🤖 AI Summary
Traditional search evaluation overrelies on relevance labels, failing to reflect actual user goal achievement. This paper proposes TRUE—a task-aware, rubric-driven, LLM-based evaluation paradigm centered on *usefulness*. Methodologically, TRUE integrates search session modeling, rubric-guided structured annotation, iterative sampling, and chain-of-thought reasoning, alongside a token-efficient fine-tuning strategy. It is the first work to systematically demonstrate that LLMs can disentangle relevance from usefulness judgments; it establishes a comprehensive usefulness metric system and identifies high-information-gain label combinations. Experiments show that fine-tuned models achieve significantly improved accuracy in context-aware usefulness classification, with moderate inter-annotator agreement—enabling scalable, low-cost deployment.
📝 Abstract
Evaluation is fundamental in optimizing search experiences and supporting diverse user intents in Information Retrieval (IR). Traditional search evaluation methods primarily rely on relevance labels, which assess how well retrieved documents match a user's query. However, relevance alone fails to capture a search system's effectiveness in helping users achieve their search goals, making usefulness a critical evaluation criterion. In this paper, we explore an alternative approach: LLM-generated usefulness labels, which incorporate both implicit and explicit user behavior signals to evaluate document usefulness.

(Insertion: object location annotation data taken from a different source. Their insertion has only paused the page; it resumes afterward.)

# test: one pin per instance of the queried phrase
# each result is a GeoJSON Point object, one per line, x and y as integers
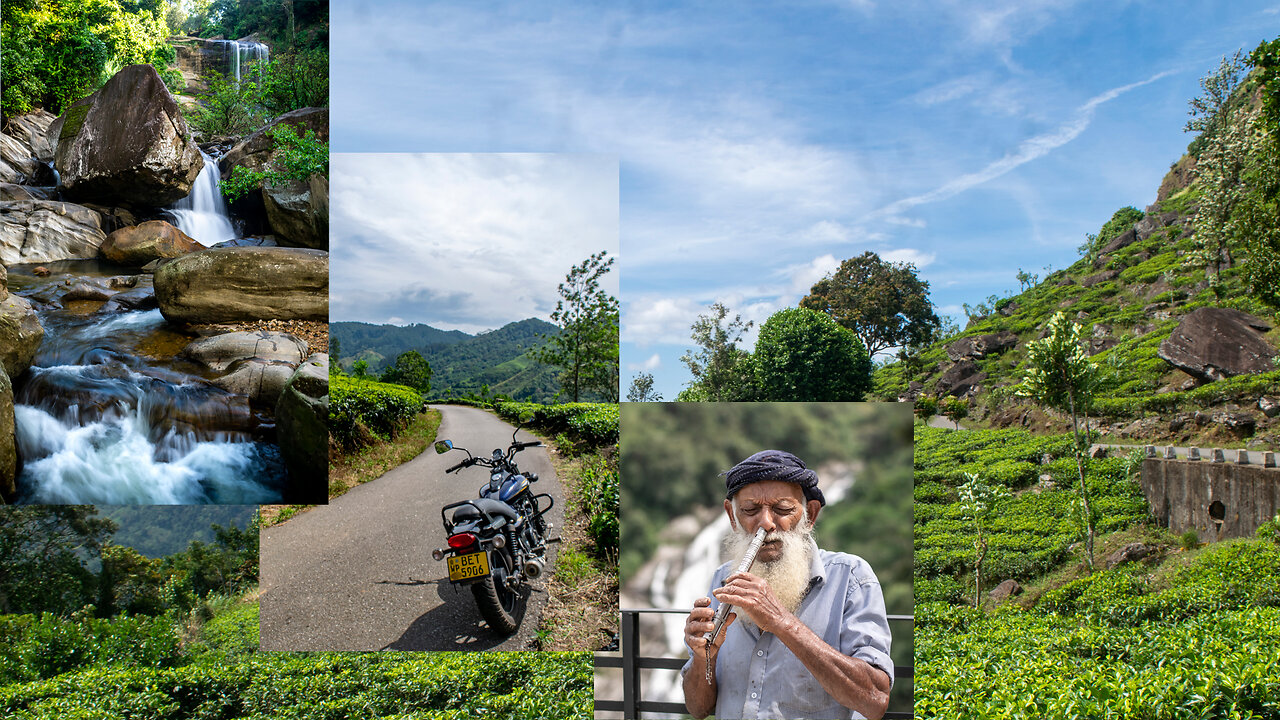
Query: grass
{"type": "Point", "coordinates": [583, 610]}
{"type": "Point", "coordinates": [368, 464]}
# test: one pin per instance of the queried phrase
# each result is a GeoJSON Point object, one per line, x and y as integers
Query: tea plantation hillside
{"type": "Point", "coordinates": [1178, 302]}
{"type": "Point", "coordinates": [1162, 628]}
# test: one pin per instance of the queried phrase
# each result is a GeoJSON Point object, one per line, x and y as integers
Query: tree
{"type": "Point", "coordinates": [410, 369]}
{"type": "Point", "coordinates": [1063, 378]}
{"type": "Point", "coordinates": [641, 390]}
{"type": "Point", "coordinates": [978, 502]}
{"type": "Point", "coordinates": [883, 304]}
{"type": "Point", "coordinates": [586, 345]}
{"type": "Point", "coordinates": [721, 370]}
{"type": "Point", "coordinates": [804, 356]}
{"type": "Point", "coordinates": [1221, 118]}
{"type": "Point", "coordinates": [46, 552]}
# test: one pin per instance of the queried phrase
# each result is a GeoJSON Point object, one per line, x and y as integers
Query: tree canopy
{"type": "Point", "coordinates": [883, 304]}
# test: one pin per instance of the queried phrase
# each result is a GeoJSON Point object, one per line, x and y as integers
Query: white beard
{"type": "Point", "coordinates": [789, 574]}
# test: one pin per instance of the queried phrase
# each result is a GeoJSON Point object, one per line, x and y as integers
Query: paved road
{"type": "Point", "coordinates": [357, 573]}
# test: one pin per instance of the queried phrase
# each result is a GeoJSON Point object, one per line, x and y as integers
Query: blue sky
{"type": "Point", "coordinates": [760, 144]}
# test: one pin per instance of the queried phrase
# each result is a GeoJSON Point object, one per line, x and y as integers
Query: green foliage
{"type": "Point", "coordinates": [721, 370]}
{"type": "Point", "coordinates": [297, 159]}
{"type": "Point", "coordinates": [56, 53]}
{"type": "Point", "coordinates": [883, 304]}
{"type": "Point", "coordinates": [804, 356]}
{"type": "Point", "coordinates": [228, 108]}
{"type": "Point", "coordinates": [357, 405]}
{"type": "Point", "coordinates": [586, 345]}
{"type": "Point", "coordinates": [590, 423]}
{"type": "Point", "coordinates": [296, 80]}
{"type": "Point", "coordinates": [410, 369]}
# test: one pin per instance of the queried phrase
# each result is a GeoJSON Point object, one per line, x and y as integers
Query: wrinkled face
{"type": "Point", "coordinates": [773, 505]}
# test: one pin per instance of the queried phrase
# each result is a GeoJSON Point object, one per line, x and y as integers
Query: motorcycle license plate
{"type": "Point", "coordinates": [469, 566]}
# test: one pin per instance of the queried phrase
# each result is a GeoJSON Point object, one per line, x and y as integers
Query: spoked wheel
{"type": "Point", "coordinates": [498, 602]}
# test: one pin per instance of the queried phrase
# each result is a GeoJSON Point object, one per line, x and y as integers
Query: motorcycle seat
{"type": "Point", "coordinates": [494, 507]}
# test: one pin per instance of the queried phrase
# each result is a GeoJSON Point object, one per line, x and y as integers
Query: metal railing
{"type": "Point", "coordinates": [631, 664]}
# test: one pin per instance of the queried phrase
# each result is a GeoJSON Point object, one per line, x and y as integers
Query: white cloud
{"type": "Point", "coordinates": [465, 241]}
{"type": "Point", "coordinates": [909, 255]}
{"type": "Point", "coordinates": [1027, 151]}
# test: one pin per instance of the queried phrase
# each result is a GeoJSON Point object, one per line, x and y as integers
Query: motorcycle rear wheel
{"type": "Point", "coordinates": [496, 600]}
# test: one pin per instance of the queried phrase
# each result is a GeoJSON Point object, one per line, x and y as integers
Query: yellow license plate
{"type": "Point", "coordinates": [469, 566]}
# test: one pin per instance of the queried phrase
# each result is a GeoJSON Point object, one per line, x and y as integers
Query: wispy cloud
{"type": "Point", "coordinates": [1027, 151]}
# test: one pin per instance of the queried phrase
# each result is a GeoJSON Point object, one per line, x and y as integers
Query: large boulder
{"type": "Point", "coordinates": [260, 363]}
{"type": "Point", "coordinates": [298, 212]}
{"type": "Point", "coordinates": [302, 422]}
{"type": "Point", "coordinates": [1217, 342]}
{"type": "Point", "coordinates": [146, 242]}
{"type": "Point", "coordinates": [255, 150]}
{"type": "Point", "coordinates": [45, 231]}
{"type": "Point", "coordinates": [8, 445]}
{"type": "Point", "coordinates": [982, 345]}
{"type": "Point", "coordinates": [231, 285]}
{"type": "Point", "coordinates": [127, 144]}
{"type": "Point", "coordinates": [21, 333]}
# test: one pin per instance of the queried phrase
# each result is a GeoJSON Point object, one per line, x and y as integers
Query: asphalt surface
{"type": "Point", "coordinates": [357, 574]}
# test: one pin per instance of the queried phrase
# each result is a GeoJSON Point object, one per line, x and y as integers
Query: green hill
{"type": "Point", "coordinates": [158, 531]}
{"type": "Point", "coordinates": [1130, 294]}
{"type": "Point", "coordinates": [461, 364]}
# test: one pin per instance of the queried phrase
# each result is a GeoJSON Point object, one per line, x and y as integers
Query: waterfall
{"type": "Point", "coordinates": [202, 214]}
{"type": "Point", "coordinates": [240, 53]}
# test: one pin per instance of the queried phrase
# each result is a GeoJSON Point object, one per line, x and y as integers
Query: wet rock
{"type": "Point", "coordinates": [220, 351]}
{"type": "Point", "coordinates": [1216, 342]}
{"type": "Point", "coordinates": [982, 345]}
{"type": "Point", "coordinates": [127, 144]}
{"type": "Point", "coordinates": [298, 212]}
{"type": "Point", "coordinates": [10, 192]}
{"type": "Point", "coordinates": [87, 291]}
{"type": "Point", "coordinates": [257, 149]}
{"type": "Point", "coordinates": [8, 445]}
{"type": "Point", "coordinates": [146, 242]}
{"type": "Point", "coordinates": [137, 299]}
{"type": "Point", "coordinates": [21, 335]}
{"type": "Point", "coordinates": [46, 231]}
{"type": "Point", "coordinates": [1004, 591]}
{"type": "Point", "coordinates": [245, 283]}
{"type": "Point", "coordinates": [1130, 552]}
{"type": "Point", "coordinates": [302, 422]}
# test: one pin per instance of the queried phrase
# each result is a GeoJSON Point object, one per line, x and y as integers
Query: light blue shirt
{"type": "Point", "coordinates": [759, 677]}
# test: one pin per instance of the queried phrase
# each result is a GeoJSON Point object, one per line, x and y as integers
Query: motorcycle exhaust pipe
{"type": "Point", "coordinates": [534, 568]}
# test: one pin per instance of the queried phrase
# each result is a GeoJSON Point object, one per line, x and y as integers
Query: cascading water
{"type": "Point", "coordinates": [202, 214]}
{"type": "Point", "coordinates": [240, 54]}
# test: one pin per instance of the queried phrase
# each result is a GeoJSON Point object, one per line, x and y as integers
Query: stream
{"type": "Point", "coordinates": [110, 413]}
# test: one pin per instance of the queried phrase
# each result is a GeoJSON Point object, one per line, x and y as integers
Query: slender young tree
{"type": "Point", "coordinates": [1063, 378]}
{"type": "Point", "coordinates": [586, 345]}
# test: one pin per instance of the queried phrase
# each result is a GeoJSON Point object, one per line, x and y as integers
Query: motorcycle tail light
{"type": "Point", "coordinates": [462, 541]}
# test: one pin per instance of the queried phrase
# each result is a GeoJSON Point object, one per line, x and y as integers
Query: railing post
{"type": "Point", "coordinates": [630, 668]}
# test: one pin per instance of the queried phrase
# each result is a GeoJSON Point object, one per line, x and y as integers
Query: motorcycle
{"type": "Point", "coordinates": [497, 542]}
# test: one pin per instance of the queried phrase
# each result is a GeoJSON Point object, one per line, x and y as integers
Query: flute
{"type": "Point", "coordinates": [722, 611]}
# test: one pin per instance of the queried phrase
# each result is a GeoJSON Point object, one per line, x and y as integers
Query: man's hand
{"type": "Point", "coordinates": [700, 621]}
{"type": "Point", "coordinates": [754, 596]}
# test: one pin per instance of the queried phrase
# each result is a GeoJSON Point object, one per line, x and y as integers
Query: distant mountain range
{"type": "Point", "coordinates": [158, 531]}
{"type": "Point", "coordinates": [461, 363]}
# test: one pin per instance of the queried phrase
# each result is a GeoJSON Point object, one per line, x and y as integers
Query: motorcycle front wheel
{"type": "Point", "coordinates": [494, 597]}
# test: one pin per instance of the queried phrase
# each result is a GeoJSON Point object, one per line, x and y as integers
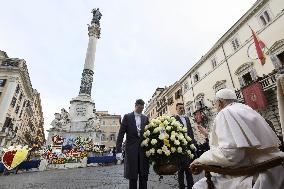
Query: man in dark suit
{"type": "Point", "coordinates": [135, 162]}
{"type": "Point", "coordinates": [184, 164]}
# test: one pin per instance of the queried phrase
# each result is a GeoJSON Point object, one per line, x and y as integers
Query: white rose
{"type": "Point", "coordinates": [168, 152]}
{"type": "Point", "coordinates": [161, 136]}
{"type": "Point", "coordinates": [177, 142]}
{"type": "Point", "coordinates": [148, 153]}
{"type": "Point", "coordinates": [166, 122]}
{"type": "Point", "coordinates": [145, 142]}
{"type": "Point", "coordinates": [180, 136]}
{"type": "Point", "coordinates": [168, 128]}
{"type": "Point", "coordinates": [156, 130]}
{"type": "Point", "coordinates": [188, 138]}
{"type": "Point", "coordinates": [154, 141]}
{"type": "Point", "coordinates": [173, 138]}
{"type": "Point", "coordinates": [166, 136]}
{"type": "Point", "coordinates": [155, 121]}
{"type": "Point", "coordinates": [192, 147]}
{"type": "Point", "coordinates": [164, 148]}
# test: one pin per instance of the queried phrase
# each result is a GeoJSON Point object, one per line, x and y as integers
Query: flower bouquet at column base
{"type": "Point", "coordinates": [166, 143]}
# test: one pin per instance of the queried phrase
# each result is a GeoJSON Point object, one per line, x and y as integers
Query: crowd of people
{"type": "Point", "coordinates": [238, 137]}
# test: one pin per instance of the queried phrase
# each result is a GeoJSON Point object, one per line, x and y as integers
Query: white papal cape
{"type": "Point", "coordinates": [241, 137]}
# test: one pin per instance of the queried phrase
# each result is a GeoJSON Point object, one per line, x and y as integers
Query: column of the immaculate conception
{"type": "Point", "coordinates": [81, 119]}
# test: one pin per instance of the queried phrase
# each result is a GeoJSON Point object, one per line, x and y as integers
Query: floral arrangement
{"type": "Point", "coordinates": [14, 156]}
{"type": "Point", "coordinates": [165, 140]}
{"type": "Point", "coordinates": [59, 161]}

We propose Task-aware Rubric-based Usefulness Evaluation (TRUE), a rubric-driven evaluation method that employs iterative sampling and reasoning to model complex search behavior patterns. Our findings show that (i) LLMs can generate moderate usefulness labels by leveraging comprehensive search session history incorporating personalization and contextual understanding, and (ii) fine-tuned LLMs improve usefulness judgments when provided with structured search session contexts. Additionally, we examine whether LLMs can distinguish between relevance and usefulness, particularly in cases where this divergence impacts search success. We also conduct an ablation study to identify key metrics for accurate usefulness label generation, optimizing for token efficiency and cost-effectiveness in real-world applications. This study advances LLM-based usefulness evaluation by refining key user metrics, exploring LLM-generated label reliability, and ensuring feasibility for large-scale search systems.